She points out, quite correctly I think, that up until the 1960s, shaming children for their "bad" behavior was a primary tool of parents and teachers. Then the '60's youth generation — my generation — declared war on an ethos which saw (in an example Dr. Brothers' herself gives) kids being made fun of by teachers in front of their class for wetting their pants.

I also think her point well taken that the pendulum has swung too far in the other direction: incessant self-revelation. 24/7 self-exposure, à la celebrities like Madonna (whom Dr. Brothers quotes as saying, "I have no shame") is the order of the day.

Where I disagree with Dr. Brothers is her prescription: a return of "good" or "positive" shame to our culture.

I doubt there's such as thing as "good" shame. Yes, there is a type of shame which (as she notes) is hard-wired into Madonna and everyone else, by virtue of being human. It — in the way that fear is also — is a powerful emotional response to a particular kind of situation. When we are exposed as doing what society abhors, however we may try to cover our reaction, we feel shame.

Even Madonna, I'm sure, knows exactly what it is that she says she has none of. For shame is something we feel when the occasion is appropriate ... it is not supposed to be something we have.

In this way, again, shame is like fear. When we feel fear in appropriate circumstances, that's good. But when we continue to feel fear beyond the immediate justification for it, we call it anxiety and consider it bad.

The so-called "good" shame which Dr. Brothers calls on us to have stands in relation to actual shame as anxiety does to actual, justifiable fear.

No, there's too much danger in Dr. Brothers' prescription for having more "good" shame. It would all too easily become a rationale to go back to the cruel, repressive, counterproductive shaming ethos of an earlier era.
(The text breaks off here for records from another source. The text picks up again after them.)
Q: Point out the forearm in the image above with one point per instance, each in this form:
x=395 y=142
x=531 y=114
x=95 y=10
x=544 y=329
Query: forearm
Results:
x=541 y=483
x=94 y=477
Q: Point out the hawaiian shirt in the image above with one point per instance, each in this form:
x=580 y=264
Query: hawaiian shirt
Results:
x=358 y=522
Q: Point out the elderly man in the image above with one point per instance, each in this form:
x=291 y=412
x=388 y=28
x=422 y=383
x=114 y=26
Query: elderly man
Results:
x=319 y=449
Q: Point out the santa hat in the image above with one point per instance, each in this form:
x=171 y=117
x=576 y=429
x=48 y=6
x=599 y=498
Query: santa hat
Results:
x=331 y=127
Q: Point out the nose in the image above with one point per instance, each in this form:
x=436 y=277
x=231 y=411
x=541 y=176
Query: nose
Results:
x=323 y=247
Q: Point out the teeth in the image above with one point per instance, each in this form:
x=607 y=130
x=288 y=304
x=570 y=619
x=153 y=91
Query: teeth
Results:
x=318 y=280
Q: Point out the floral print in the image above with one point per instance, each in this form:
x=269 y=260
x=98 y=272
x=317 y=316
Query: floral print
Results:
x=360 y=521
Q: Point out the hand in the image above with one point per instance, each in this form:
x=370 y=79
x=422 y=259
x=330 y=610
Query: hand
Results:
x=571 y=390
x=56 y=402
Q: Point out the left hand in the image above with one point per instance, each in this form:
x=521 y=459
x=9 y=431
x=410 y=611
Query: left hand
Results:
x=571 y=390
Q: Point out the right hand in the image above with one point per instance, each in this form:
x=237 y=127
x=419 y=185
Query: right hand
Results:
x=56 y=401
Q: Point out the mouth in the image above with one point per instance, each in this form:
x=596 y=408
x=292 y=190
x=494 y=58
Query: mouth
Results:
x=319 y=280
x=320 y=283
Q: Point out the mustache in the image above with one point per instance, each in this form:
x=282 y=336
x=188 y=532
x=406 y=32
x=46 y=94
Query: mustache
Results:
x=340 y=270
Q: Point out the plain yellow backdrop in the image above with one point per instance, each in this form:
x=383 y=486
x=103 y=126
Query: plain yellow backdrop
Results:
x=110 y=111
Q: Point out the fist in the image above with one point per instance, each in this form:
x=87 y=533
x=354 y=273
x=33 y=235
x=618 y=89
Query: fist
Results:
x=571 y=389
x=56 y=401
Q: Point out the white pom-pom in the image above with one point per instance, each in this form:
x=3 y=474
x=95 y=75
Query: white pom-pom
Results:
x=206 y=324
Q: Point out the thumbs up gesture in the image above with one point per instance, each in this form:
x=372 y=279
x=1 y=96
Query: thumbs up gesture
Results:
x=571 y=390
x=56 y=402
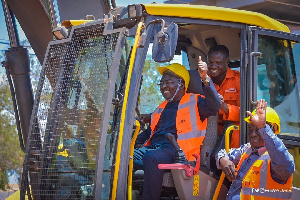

What's needed is not an increase in shame or shaming. It's not more humiliation, but greater personal humility.

Humbleness has all the positive attributes Dr. Brothers identifies with "good" shame. It

  • gives you new insight about yourself
  • encourages you to make improvements
  • expands your value system
  • makes you more sensitive to others, and
  • makes you want to elevate the culture around you.

But humility is not (in Dr. Brothers' definition of shame) "the feeling that there's something wrong about you."

Furthermore, there's no implicit link between humility and (I might as well say it) sexual or bodily shame. As soon as you start using the word "shame," our culture, given its history, implictly prefixes "sexual" or "bodily" to it.

Whatever else you may think of Madonna, you have to admit that her career stands in staunch reproach to such prudishness. She's been embraced by the popular culture as much for that as for her talent. Now, humility is not her strong point ... which is why I can take her or leave her. But because of people like her, I seriously doubt our culture can ever go back to enshrining a "good" shame which can't help but have implicit sexual or bodily antagonisms.

So, let's focus instead on cultivating "shame light": humility. For I doubt any more draconian approach could ever work.